Wie soll man darauf antworten? Wie kann man den Wert eines Lebens messen? Ich wünschte, es gäbe eine einfache Antwort auf den Wert eines Lebens. In Kilo oder Metern oder Joule. Irgendetwas Mathematisches, das ich im jetzt mitgeben könnte. Und auch mir selbst.
„Sam“, fange ich an, „manche Dinge liegen nicht in unserer Hand. Und auch nicht in der Macht eines Arztes. Das ist ganz furchtbar. Und manchmal stirbt dann auch ein Kind, weil man nichts mehr tun kann.“
Er schluckt. Ich muss ihm irgendwie ein Stück Hoffnung an die Hand geben.

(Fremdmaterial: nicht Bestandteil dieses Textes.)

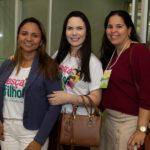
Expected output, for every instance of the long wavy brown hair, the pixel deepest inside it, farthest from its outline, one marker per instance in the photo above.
(46, 64)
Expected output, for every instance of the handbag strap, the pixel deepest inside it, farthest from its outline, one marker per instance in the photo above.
(97, 110)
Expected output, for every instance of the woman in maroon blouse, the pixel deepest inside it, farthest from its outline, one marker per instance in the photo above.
(126, 99)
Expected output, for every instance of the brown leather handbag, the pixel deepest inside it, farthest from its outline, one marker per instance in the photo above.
(81, 130)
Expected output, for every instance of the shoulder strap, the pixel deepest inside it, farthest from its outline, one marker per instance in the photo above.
(130, 62)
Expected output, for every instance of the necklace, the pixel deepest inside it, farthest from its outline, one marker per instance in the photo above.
(118, 55)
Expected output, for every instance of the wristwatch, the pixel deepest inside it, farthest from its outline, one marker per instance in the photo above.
(142, 129)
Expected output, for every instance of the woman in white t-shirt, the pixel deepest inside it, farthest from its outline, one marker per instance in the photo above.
(80, 69)
(26, 117)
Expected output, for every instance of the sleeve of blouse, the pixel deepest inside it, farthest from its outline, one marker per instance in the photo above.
(96, 72)
(141, 70)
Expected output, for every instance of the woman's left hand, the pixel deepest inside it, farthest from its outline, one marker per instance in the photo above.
(137, 139)
(33, 146)
(59, 97)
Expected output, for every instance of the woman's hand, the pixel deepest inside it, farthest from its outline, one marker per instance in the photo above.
(1, 131)
(59, 97)
(33, 146)
(137, 139)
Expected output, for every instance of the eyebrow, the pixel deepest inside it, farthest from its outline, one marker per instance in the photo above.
(32, 32)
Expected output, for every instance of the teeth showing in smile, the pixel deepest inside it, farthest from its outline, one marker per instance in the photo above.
(74, 39)
(28, 44)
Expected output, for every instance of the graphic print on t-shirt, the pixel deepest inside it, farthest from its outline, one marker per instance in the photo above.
(14, 90)
(69, 76)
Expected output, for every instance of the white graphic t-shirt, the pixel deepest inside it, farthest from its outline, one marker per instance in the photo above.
(70, 75)
(14, 94)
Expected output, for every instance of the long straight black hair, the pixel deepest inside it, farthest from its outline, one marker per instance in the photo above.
(107, 48)
(85, 50)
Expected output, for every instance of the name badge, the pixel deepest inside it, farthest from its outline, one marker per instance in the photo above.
(105, 79)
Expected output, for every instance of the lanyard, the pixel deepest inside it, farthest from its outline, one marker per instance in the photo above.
(117, 57)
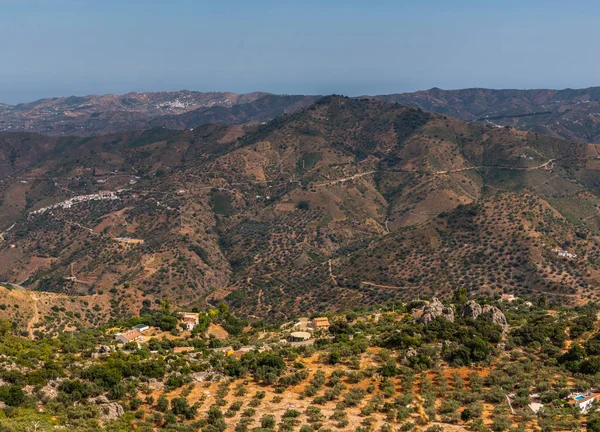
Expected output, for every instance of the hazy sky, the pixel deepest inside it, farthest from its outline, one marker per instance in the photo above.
(60, 47)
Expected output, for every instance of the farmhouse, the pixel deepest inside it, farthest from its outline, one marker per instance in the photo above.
(321, 323)
(508, 298)
(129, 336)
(190, 319)
(140, 327)
(584, 400)
(299, 336)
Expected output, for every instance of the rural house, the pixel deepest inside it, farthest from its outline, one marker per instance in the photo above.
(190, 320)
(320, 323)
(584, 400)
(129, 336)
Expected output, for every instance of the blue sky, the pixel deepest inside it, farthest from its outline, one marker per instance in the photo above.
(59, 47)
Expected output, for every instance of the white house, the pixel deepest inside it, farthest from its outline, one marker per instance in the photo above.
(584, 400)
(141, 328)
(129, 336)
(190, 319)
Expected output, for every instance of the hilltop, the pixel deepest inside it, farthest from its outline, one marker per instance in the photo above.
(344, 202)
(92, 115)
(572, 114)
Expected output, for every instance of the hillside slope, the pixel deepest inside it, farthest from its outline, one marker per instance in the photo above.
(345, 202)
(92, 115)
(568, 114)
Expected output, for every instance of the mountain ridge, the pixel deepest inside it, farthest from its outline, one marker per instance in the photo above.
(302, 213)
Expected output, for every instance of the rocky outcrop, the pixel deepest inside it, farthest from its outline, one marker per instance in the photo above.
(470, 309)
(410, 353)
(496, 315)
(435, 309)
(110, 411)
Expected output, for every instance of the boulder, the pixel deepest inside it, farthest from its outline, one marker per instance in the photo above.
(49, 391)
(434, 310)
(154, 384)
(471, 309)
(497, 316)
(110, 411)
(410, 353)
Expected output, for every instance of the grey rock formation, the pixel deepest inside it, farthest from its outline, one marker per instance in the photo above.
(471, 309)
(434, 310)
(496, 314)
(110, 411)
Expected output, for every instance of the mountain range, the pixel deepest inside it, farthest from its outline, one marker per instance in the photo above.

„Weißt du, wenn man gesund ist und lebt, dann kann man sein Herz nicht an jemanden geben. Also, nur Organe die man zum Beispiel doppelt hat. Wie eine Niere. Aber wenn man zum Beispiel einen Unfall hatte und man überlebt den nicht, dann kann seine Organe an jemanden geben, der sie braucht. Das nennt man dann Organspende.“
Er sieht mich mit großen Augen an und hat eindeutig einen Silberstreifen am Horizont erkannt: „Was ist Organspende? Sagst du mir das jetzt genau?“
Ich erkläre es.
„Mama, hast du einen Organspendeausweis?“, fragt er. Verflucht. Nein. Das ist ein Punkt auf meiner To-Do Liste, den ich seit Jahren immer wieder erneuere.
„Nein“, gestehe ich, „aber es ist etwas, das ich mir dringend besorgen muss.“
„Mama, ich will auch einen“, sagt er ganz ernst. „wenn ich einen Unfall habe, dann kann vielleicht ein anderes Kind mit meinem Herz weiterleben.“
Ich starre nach vorne und versuche, nicht laut los zu schluchzen. Wir fahren stumm und beide in unseren Gedanken vertieft nach Hause. Aber die Frage, wie viel sind wir bereit sind für einander zu tun, begleitet mich die ganze Nacht.
4 Comments
Uff… ich fühle nachträglich mit dir.
Danke! <3
Hab grad Tränen in den Augen. Du hast echt nen goldjungen!
Jaaaa… ich weiß….Danke.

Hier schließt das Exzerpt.